L'odio per Israele rende ciechi (e poveri)

Redazione

Cosa insegna il caso della ricercatrice di Torino che boicotta Tel Aviv

"Le università israeliane sono espressione delle politiche di oppressione del governo e io non ci collaboro". La storia di Ilaria Bertazzi, dottoranda in Economia, tiene banco da due giorni sulle cronache dell’Università di Torino. Bertazzi ha, infatti, rifiutato un contratto di ricerca legato a Horizon2020, un progetto di studi dell’Unione europea sulle energie rinnovabili e sulle case “intelligenti” e che ha come partner l’ateneo di Torino e quello di Tel Aviv.
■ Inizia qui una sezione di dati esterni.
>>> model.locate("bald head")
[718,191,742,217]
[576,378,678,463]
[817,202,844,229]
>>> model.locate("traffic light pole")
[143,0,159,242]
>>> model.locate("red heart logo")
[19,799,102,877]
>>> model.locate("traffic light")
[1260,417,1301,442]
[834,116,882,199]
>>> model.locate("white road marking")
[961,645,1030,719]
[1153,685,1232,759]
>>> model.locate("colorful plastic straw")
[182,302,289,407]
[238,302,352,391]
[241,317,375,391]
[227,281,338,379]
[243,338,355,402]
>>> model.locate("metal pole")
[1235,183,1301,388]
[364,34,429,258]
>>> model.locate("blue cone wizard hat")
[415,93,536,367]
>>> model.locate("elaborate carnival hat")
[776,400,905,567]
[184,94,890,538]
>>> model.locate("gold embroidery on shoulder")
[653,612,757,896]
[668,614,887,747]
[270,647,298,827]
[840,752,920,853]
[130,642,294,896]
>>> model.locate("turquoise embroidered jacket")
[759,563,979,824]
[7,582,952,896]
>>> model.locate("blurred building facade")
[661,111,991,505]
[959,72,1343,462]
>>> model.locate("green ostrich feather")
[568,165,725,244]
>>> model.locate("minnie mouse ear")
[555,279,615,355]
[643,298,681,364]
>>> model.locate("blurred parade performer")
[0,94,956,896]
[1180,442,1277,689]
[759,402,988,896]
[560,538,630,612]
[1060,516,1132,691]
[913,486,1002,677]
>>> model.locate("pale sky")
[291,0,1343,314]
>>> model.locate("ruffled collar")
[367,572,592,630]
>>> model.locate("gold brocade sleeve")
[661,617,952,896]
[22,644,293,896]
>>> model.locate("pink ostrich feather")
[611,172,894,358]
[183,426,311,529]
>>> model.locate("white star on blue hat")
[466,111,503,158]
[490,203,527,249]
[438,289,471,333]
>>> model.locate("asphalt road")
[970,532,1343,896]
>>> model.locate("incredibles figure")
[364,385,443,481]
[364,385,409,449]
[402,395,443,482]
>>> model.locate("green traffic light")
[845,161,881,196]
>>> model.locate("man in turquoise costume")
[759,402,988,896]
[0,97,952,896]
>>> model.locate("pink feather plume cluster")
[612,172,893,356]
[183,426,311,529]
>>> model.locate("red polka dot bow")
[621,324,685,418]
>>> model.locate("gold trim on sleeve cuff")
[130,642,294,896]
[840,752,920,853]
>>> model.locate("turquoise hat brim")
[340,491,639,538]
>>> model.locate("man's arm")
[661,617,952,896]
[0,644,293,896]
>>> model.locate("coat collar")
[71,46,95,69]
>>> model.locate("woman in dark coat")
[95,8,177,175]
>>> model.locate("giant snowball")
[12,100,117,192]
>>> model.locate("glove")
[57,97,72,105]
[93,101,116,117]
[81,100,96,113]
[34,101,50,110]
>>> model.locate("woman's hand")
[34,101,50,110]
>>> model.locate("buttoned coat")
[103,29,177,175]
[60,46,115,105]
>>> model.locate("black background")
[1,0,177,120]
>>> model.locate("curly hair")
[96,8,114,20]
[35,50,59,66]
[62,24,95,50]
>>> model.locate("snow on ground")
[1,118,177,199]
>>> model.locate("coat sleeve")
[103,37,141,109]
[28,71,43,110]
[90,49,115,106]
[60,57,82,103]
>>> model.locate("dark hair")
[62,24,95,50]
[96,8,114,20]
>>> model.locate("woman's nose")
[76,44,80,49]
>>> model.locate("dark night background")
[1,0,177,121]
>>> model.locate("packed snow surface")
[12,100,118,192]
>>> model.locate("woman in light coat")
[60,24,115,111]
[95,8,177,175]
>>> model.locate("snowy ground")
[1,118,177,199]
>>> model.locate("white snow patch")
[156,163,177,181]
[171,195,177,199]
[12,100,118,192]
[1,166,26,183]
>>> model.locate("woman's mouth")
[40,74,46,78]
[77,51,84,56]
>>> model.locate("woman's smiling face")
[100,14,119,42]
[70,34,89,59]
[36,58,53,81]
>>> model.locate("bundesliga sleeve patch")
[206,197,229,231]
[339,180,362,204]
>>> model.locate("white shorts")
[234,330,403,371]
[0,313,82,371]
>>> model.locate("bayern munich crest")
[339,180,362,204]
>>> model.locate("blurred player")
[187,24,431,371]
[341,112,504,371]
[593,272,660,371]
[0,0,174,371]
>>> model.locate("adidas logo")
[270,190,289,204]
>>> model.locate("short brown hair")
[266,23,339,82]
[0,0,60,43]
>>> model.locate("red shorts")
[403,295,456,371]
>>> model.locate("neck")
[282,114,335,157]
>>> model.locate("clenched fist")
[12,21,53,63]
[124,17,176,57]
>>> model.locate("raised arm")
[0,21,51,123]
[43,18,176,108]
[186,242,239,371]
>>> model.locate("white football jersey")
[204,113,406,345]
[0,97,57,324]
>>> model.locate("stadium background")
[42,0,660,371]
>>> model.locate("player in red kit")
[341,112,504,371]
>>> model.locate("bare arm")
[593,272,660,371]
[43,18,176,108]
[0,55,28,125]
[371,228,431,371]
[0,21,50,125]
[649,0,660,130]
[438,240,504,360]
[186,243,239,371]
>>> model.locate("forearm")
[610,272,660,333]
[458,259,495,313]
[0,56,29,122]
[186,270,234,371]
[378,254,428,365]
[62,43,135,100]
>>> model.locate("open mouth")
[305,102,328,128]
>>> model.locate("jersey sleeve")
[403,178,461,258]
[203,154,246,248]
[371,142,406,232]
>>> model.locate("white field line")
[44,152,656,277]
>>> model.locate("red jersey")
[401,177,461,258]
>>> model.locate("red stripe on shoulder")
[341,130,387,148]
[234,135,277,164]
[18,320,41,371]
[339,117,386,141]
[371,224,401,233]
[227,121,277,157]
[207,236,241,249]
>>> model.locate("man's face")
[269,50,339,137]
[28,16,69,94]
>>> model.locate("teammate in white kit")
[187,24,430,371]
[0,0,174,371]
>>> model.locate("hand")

Quando ha scoperto che Israele era tra i partner, Bertazzi ha preferito rinunciare. Un anno fa il Foglio aveva scritto più volte che il boicottaggio di Israele aveva infiltrato anche le università italiane, quando venne promosso un appello con trecento firme per isolare i colleghi israeliani. Il caso Bertazzi dimostra che quel movimento ha pesanti conseguenze pratiche.

 

La più pesante, in questo caso, è per la ricercatrice che rinuncia a fondi preziosi pur di inseguire questa ideologia pestifera che si chiama antisionismo, spesso una maschera dell’antisemitismo. Ma anche Israele nel lungo periodo ne viene toccato profondamente. La Dan David Foundation ogni anno assegna un premio di un milione di dollari. L’anno scorso lo aveva vinto la studiosa inglese Catherine Hall, docente di Storia allo University College London. Catherine Hall ha rifiutato il premio, assieme a 300 mila dollari, perché è denaro israeliano e lei aderisce al movimento di boicottaggio dello stato ebraico. L’odio per Israele è una ossessione che rischia di deturpare il volto dell’università israeliana e che sta già corrodendo quello dei nostri atenei.